Yesterday, my mom said some things to me that made sense. She told me that it’s hard for her to eat when I’m there, because she just waits for me to jump on her. Which, in retrospect, I’ve been doing.
And after much thought, I’ve realized that it’s not a good thing for either of us. So, I’m going to avoid mealtimes; there’s no telling what time they’ll bring her lunch, so I’ll be going earlier to visit and leave when the food arrives. She knows she has to eat to live. She gets that now. She’s a big girl and she’ll eat if she wants to.

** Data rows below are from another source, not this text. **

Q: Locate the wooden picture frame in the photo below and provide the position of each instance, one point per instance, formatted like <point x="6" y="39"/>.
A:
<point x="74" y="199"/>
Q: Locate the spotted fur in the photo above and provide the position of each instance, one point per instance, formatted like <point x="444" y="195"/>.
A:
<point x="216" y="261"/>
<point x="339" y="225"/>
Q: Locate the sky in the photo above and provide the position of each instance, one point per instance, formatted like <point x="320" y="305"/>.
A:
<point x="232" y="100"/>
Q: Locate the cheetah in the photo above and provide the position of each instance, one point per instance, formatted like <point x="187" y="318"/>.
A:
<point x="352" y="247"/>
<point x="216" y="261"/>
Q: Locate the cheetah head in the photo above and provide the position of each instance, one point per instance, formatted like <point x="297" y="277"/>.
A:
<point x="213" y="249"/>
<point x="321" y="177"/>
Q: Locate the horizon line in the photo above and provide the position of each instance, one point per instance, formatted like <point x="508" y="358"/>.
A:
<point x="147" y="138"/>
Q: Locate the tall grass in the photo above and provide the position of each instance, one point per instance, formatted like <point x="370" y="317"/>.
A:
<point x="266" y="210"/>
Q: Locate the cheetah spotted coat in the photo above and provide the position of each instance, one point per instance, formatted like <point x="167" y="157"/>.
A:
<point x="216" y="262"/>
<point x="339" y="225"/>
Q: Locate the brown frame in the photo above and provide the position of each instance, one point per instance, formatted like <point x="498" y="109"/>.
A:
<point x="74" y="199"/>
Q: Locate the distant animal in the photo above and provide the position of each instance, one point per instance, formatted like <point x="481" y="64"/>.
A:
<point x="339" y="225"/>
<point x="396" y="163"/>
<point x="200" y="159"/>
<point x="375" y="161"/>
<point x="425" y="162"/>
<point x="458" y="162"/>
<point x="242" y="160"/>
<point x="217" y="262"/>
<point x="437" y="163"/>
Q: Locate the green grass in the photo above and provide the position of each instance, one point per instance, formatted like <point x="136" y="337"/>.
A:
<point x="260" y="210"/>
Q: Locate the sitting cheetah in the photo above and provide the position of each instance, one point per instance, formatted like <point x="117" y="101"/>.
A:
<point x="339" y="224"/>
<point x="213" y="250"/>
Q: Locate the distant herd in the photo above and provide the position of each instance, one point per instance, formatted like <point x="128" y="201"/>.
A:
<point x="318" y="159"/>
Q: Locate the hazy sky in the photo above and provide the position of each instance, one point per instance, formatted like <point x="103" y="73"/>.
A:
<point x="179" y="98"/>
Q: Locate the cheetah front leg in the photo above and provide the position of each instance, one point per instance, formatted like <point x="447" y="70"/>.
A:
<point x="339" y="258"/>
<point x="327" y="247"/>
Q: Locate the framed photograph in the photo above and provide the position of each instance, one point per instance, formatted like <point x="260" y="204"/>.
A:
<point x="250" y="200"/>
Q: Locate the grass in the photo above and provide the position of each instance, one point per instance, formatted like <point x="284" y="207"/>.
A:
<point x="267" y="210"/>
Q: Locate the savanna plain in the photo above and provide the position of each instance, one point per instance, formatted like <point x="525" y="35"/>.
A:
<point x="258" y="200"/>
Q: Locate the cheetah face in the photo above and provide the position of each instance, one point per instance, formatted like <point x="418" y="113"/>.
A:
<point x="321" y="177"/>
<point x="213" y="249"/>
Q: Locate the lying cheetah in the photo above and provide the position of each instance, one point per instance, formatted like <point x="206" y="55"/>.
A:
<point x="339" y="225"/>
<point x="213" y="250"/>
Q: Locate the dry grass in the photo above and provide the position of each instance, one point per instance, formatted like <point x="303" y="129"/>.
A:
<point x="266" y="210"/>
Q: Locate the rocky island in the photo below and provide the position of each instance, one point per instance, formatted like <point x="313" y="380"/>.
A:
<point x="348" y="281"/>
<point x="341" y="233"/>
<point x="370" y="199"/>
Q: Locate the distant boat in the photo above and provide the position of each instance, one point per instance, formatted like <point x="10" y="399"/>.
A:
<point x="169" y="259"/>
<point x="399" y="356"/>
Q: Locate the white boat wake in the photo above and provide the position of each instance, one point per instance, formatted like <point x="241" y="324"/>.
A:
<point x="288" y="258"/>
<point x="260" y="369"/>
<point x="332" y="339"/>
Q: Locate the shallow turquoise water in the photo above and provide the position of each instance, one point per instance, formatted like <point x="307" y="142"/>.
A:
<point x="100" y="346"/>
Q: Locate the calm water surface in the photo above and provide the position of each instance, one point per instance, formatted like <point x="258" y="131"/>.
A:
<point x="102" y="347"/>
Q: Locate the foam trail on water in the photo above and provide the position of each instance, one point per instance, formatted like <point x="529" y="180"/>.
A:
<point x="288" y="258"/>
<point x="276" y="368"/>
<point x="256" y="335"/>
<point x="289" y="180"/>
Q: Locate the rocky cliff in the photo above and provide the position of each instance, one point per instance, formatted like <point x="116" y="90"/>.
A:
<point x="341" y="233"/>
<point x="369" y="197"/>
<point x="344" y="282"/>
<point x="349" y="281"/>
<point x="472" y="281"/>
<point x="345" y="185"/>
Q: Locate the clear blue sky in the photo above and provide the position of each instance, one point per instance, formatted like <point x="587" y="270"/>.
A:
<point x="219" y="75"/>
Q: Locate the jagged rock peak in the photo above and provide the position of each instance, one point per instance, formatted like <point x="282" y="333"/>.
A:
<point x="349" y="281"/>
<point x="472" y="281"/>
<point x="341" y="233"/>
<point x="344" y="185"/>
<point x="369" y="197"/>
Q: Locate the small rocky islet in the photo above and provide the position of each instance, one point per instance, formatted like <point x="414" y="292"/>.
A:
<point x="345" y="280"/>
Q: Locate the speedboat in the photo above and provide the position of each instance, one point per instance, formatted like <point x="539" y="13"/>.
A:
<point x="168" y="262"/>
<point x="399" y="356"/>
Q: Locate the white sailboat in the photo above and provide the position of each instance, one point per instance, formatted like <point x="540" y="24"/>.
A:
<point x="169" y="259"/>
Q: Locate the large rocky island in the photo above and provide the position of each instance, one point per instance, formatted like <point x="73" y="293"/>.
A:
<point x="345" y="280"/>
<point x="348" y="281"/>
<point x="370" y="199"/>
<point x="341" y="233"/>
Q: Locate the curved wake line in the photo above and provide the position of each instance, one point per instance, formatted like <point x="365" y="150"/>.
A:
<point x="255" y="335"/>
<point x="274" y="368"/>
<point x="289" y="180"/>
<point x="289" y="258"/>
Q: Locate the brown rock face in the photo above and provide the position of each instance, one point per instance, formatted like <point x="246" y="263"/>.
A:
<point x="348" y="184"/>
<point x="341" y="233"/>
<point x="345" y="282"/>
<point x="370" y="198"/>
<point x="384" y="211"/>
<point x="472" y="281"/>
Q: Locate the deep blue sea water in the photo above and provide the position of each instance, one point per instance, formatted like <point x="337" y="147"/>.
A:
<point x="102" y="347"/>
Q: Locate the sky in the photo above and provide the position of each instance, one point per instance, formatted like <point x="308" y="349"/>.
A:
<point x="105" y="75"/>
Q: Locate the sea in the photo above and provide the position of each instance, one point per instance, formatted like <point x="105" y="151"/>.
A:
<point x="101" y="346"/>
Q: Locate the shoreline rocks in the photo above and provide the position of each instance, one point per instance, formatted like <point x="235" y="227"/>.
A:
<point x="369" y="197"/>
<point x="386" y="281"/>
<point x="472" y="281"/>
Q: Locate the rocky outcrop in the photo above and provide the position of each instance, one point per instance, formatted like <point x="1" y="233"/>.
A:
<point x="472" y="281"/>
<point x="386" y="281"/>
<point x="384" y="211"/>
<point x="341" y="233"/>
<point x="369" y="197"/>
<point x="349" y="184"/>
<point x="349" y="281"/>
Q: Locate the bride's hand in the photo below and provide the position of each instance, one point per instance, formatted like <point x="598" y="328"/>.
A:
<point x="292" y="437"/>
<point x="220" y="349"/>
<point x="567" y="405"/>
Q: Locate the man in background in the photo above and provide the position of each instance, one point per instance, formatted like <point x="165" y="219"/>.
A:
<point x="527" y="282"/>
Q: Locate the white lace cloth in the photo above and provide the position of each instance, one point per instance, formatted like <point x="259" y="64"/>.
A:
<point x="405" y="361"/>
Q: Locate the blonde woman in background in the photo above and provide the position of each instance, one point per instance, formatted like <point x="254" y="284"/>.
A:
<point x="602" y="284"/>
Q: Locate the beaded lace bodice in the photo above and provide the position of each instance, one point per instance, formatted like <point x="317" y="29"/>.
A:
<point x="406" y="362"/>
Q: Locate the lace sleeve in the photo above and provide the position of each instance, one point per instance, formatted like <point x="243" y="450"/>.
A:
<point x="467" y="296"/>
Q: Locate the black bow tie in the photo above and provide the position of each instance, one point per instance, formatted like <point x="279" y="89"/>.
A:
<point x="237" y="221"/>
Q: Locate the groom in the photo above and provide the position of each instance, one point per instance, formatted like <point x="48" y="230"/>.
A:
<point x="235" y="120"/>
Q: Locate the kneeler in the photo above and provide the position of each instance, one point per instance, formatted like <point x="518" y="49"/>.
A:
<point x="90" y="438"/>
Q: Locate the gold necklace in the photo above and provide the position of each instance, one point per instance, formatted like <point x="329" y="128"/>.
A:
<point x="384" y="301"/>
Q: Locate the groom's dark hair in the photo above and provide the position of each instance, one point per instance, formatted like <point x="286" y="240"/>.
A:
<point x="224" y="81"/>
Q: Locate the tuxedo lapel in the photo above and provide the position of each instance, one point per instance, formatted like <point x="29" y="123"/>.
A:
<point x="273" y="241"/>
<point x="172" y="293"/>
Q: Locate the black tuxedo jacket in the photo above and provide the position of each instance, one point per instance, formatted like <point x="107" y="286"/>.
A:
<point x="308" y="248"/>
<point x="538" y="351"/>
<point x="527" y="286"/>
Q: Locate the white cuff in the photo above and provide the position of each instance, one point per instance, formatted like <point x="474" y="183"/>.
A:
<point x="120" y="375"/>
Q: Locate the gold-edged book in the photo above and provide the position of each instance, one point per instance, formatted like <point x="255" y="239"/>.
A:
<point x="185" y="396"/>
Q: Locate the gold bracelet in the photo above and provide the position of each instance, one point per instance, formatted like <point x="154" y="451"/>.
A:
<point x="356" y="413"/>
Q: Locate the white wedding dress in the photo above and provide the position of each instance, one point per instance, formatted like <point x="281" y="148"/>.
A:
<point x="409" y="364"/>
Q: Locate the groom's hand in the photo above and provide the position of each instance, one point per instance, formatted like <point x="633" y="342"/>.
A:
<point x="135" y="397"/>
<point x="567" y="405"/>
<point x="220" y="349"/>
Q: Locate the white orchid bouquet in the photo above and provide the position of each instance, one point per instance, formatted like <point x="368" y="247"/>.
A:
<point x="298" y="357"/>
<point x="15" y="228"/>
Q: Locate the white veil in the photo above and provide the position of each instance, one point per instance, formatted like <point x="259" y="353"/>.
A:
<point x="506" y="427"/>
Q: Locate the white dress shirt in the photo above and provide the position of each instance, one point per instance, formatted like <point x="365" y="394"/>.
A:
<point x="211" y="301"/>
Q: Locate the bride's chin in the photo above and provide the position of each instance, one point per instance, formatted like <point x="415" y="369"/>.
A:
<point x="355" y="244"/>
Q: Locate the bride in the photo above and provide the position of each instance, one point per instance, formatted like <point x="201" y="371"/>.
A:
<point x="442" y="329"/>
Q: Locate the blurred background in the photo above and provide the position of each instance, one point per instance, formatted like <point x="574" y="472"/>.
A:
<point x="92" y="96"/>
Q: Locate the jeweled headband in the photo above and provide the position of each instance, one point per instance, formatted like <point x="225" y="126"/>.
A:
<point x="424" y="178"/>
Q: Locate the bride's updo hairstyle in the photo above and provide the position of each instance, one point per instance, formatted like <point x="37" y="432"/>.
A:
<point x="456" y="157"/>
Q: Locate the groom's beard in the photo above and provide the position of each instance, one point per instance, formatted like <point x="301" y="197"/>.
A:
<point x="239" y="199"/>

I told Brian this last night and at first, he tried to, not really argue, but get back to ‘she has to eat to live’. And I told him “if she wants to eat, she’ll eat. Getting pressure from me won’t change that one iota. Look at your father. He was in a residential care facility for over two years and he just quit eating. No amount of getting after him changed that and it eventually killed him. It was his choice.” He thought about it a little and said “I guess you’re right”.
If mom eats, she eats. It’s her life.
Today she gets to go in to have her teeth cleaned, have two cavities filled and be fitted for new dentures. She’s scared. She told me this yesterday. I asked her why and she said “I hate needles”. I don’t blame her.
She’s reading a lot better. I had one of those little books “Live, Learn and Pass It On”, with one liners of what people of various ages have learned in life, from 6 to 96 years old. She likes that book. She isn’t reading it on her own that I know of, but she read four pages to me yesterday. The first day she read, it was only one.
She didn’t want to walk yesterday, either. I think her mind is starting to function better and she’s overwhelmed.
But today, we’ll have an adventure. And I’ll be there for her.